Die Klassiker des Erzgebirges standen heute auf dem Programm und realistisch genug haben wir bei der vorabendlichen Etappenbesprechung mit offenen Karten gespielt. „Es wird auf unser zweiten Etappe durch das (H)Erzgebirge definitiv nass, sehr nass“. Die Frage ist nicht wo, sondern ab wann. Die Antwort gab es zum Frühstück. Pünktlich 7 Uhr öffnete der Himmel seine Schleusen und unsere 120 km lange Tagesetappenprofil durch das Westerzgebirge fiel nicht nur sprichwörtlich ins Wasser. Doch der abgespeckte Plan JK (Jachymov-Keilberg) greift und alle ziehen mit! Über Jachymov sausten wir in den Egergraben, die Schuhe saugten ordentlich Spritzwasser und die Straße entwickelte sich zu einem kleinen Bach.
Nass von unten, nass von oben. Herrlich komisch, wenn man sich den Naturgewalten so ergeben muss. Getoppt nur durch einen Plattfuß, der in dieser misslichen Lage in der nasskalten Abfahrt noch dazu kam. Timo staunte aber nicht schlecht, was die quäldich-Guide-Pumpe leisten kann. Ganze 8,5 bar in Windeseile. Weiter ging‘s bergab bis in den Egergraben, für gut zwei Kilometer auf die autobahnähnliche Europastraße und dann ebenso konstraststark in den einsamen Keilberganstieg. Schmale Straße, kein Verkehr. Ein 1000 Höhenmeter Anstieg und das bei uns im Mittelgebirge. Definitiv ausreichend, um wieder warm zu werden, nur nicht mehr trocken.

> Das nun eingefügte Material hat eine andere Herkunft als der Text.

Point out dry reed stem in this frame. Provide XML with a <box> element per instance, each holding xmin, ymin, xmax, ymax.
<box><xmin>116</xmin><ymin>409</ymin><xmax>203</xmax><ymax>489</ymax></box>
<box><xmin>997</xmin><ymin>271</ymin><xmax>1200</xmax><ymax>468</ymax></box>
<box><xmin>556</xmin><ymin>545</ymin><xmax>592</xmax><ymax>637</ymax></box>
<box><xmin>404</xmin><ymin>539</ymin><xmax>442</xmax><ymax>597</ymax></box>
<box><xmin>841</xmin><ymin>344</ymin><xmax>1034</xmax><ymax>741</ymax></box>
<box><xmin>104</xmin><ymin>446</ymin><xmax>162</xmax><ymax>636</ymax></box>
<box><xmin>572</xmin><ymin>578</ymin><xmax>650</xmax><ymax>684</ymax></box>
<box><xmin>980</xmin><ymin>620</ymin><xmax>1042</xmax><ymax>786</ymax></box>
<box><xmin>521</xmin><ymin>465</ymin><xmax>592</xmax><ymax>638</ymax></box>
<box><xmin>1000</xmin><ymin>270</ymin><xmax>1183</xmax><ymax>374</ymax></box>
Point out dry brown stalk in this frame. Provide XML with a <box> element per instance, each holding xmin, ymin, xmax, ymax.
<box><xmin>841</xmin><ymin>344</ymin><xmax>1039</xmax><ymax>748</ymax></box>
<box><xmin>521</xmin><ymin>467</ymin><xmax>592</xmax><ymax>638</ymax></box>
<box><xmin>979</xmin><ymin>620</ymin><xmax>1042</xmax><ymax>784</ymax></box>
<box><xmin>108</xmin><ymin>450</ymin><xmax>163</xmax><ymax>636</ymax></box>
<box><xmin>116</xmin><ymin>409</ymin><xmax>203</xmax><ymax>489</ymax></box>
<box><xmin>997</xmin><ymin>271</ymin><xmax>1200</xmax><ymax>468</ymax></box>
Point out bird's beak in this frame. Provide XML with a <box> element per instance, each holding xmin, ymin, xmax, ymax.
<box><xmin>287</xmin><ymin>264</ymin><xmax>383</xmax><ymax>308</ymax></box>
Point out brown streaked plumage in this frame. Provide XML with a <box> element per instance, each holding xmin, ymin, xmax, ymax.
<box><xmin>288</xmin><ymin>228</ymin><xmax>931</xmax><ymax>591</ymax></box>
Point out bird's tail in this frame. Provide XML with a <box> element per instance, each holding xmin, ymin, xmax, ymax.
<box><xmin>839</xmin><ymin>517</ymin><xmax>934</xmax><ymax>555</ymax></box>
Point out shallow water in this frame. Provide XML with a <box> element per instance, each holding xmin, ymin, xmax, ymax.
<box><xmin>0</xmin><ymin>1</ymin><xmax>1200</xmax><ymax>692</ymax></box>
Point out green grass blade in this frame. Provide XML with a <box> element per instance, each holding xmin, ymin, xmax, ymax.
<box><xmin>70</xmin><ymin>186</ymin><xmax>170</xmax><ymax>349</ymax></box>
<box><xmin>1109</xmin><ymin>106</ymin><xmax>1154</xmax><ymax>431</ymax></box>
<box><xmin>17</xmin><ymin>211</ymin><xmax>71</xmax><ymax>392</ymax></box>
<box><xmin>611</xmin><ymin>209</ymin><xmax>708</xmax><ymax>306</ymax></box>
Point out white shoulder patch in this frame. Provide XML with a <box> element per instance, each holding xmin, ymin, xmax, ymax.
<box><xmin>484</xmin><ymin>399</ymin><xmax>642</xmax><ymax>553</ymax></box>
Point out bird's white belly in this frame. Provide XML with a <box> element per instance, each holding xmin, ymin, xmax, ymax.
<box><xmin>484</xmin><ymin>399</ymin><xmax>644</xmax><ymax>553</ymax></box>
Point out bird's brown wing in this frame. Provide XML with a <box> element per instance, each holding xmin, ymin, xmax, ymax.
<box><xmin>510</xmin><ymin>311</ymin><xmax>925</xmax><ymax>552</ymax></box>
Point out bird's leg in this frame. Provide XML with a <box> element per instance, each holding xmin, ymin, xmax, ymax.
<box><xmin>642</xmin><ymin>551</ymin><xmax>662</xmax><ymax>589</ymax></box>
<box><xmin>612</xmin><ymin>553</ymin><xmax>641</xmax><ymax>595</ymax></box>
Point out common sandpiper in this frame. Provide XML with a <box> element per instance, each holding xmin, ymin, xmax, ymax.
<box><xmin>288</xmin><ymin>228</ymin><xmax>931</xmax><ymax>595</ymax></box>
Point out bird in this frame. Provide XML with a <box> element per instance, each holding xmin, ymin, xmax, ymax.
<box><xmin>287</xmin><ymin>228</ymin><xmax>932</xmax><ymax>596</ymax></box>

Die Belohnung auf dem nebligen Keilberg war die Einkehr im Gipfelrestaurant mit Palatschinken, Kartoffelsuppe, Knödel und Gulasch. Als sportliches Dessert noch der kurze Abstecher zum Fichtelberg - zumindest für einige und auch unseren ältesten und tapferen Mann in der Gruppe. Am Ende der Etappe hatte jeder 50 bis 60 Tageskilometer und um die 1300 Höhenmetern in den Beinen. Bei allen Zufriedenheit, das beste aus dem verregneten Tag gemacht zu haben.